The U.S. Treasury Department's Office of Foreign Assets Control (OFAC) announced updates to its sanctions list on Sept. 19, adding the names of five entities and one individual in violation of regulations the U.S. has placed on North Korea.
"Today's action holds accountable parties that have assisted (North Korea) and Russian sanctions evasion," said Treasury official Bradley Smith.
"The U.S. remains strongly committed to leveraging all our available tools to disrupt this and other schemes intended to support Russia's war of aggression against Ukraine and enable (North Korea's) illicit access to the international financial system."
North Korea and Russia have deepened their military and political cooperation since the start of the full-scale invasion of Ukraine in February 2022.
"North Korea would be first, then there is no one for a long time, and then everyone else," Kyrylo Budanov, Ukraine's military intelligence chief, said earlier in September, discussing countries that offer the most military support to Russia.

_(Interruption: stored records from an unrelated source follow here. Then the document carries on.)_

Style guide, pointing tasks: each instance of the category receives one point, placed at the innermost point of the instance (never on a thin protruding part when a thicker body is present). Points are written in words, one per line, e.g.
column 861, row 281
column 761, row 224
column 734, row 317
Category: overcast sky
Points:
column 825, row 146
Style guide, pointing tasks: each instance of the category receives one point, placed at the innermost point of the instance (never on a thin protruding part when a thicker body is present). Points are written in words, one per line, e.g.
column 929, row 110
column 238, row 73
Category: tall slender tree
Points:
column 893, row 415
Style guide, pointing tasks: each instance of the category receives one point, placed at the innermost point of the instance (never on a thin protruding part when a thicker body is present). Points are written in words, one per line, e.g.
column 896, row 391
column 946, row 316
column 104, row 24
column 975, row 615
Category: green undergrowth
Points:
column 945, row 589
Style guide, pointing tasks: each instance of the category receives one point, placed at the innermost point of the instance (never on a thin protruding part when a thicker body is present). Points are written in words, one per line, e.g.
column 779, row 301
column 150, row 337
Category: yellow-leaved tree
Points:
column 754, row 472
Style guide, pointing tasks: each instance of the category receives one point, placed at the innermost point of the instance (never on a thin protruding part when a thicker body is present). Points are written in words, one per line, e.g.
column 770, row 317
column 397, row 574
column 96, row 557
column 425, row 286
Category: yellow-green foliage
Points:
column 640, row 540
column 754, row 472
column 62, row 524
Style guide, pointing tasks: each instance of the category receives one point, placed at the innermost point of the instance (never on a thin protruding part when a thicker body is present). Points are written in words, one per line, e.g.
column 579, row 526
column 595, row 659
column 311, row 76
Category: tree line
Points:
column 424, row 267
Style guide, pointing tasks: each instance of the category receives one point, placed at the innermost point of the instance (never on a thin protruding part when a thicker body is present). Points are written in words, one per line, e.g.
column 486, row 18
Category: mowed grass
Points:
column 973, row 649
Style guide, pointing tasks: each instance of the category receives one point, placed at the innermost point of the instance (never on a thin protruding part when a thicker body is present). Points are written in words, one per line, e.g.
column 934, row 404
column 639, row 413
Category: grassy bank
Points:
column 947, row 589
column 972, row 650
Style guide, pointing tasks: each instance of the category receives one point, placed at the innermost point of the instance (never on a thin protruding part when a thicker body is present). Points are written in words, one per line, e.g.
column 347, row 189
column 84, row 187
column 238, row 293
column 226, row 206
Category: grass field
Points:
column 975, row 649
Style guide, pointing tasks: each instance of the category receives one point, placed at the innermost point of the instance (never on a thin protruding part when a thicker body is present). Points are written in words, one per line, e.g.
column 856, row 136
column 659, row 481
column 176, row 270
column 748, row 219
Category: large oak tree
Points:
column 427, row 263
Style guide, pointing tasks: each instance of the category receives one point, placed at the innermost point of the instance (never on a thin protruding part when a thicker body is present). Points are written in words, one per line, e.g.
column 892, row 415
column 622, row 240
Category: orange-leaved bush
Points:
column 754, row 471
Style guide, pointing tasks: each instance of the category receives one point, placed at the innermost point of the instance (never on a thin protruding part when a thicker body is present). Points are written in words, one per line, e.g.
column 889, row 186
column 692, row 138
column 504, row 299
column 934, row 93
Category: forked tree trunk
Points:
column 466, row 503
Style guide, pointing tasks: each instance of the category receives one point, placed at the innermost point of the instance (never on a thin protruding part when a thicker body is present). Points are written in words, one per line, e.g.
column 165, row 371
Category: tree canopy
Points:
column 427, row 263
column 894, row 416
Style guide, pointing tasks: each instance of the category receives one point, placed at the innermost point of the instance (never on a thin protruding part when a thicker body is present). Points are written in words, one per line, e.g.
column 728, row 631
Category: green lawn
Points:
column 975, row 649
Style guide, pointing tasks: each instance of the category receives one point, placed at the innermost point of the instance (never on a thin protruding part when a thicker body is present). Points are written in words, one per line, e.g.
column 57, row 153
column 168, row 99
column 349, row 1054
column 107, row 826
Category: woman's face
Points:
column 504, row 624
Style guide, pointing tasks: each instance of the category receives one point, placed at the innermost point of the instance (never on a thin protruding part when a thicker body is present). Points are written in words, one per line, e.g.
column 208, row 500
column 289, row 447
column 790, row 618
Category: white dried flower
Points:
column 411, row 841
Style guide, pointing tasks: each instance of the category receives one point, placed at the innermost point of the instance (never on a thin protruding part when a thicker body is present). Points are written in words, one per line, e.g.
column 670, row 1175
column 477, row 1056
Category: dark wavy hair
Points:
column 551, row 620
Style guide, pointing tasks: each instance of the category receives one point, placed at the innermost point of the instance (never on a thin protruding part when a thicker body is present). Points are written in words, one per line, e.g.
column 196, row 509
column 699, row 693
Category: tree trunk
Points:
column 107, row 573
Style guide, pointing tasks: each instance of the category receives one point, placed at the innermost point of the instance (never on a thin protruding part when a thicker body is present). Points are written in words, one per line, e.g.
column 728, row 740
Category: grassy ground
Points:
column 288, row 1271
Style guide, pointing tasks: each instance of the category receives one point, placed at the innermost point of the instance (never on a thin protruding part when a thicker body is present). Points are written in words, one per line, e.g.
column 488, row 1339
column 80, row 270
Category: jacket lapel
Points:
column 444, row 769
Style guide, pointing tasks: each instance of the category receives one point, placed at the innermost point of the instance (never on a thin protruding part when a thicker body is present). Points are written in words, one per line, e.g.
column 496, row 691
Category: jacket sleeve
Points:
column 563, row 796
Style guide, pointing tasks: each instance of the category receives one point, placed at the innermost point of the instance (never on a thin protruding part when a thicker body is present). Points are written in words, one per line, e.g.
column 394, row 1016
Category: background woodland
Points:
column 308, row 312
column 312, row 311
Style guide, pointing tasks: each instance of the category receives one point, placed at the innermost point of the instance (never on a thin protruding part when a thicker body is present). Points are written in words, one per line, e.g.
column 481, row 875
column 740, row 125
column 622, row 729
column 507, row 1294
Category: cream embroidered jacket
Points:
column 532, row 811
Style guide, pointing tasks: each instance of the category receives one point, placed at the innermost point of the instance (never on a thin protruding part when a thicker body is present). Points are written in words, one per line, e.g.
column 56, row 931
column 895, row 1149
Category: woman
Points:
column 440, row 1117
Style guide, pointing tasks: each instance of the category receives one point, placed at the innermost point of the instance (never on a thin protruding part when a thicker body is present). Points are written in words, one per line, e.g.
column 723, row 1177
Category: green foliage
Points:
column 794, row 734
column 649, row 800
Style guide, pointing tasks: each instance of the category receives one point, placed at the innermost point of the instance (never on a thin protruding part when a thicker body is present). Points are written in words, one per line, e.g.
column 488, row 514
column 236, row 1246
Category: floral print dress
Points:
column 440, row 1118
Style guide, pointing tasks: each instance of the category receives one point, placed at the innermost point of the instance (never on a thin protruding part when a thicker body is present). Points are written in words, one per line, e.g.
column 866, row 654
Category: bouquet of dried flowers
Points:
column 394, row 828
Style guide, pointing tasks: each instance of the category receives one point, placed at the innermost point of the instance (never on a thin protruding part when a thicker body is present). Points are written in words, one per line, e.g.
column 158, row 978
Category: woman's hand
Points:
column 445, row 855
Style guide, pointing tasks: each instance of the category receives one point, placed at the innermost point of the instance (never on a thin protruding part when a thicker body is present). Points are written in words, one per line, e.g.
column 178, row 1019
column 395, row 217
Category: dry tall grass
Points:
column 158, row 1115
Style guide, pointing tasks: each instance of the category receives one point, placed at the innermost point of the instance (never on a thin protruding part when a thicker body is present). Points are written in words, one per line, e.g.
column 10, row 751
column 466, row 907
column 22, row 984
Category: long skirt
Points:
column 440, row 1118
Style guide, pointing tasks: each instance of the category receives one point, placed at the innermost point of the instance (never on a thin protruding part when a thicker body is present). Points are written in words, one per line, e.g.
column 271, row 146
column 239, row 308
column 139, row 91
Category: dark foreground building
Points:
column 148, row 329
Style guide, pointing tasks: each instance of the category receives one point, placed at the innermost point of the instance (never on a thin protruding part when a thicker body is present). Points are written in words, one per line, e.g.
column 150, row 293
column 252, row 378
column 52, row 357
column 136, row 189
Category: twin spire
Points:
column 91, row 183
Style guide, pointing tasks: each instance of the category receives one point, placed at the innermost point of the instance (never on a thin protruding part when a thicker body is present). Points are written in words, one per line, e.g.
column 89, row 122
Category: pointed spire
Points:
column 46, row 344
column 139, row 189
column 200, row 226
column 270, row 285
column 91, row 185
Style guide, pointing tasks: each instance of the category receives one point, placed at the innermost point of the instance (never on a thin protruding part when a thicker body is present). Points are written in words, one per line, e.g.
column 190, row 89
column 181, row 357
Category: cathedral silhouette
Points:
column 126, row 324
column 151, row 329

In January, the U.S. announced sanctions on a Russian state-owned airline involved in the transfer of North Korean ballistic missiles to Russia. South Korea has warned that North Korea may be supplying Russia with tactical guided missiles and over six million artillery shells.
MRB Bank, the "International Settlement Bank" LLC, one of the entities updated as violating sanctions on North Korea, has been providing banking services in Russian-occupied territories under the control of Russia's Central Bank since 2014.
One of the involved sanctioned North Korean entities has been designated as serving as North Korea's primary foreign currency exchange bank and "is vital to the illicit financial networks (North Korea) uses to finance its WMD and ballistic missile programs," the Treasury said.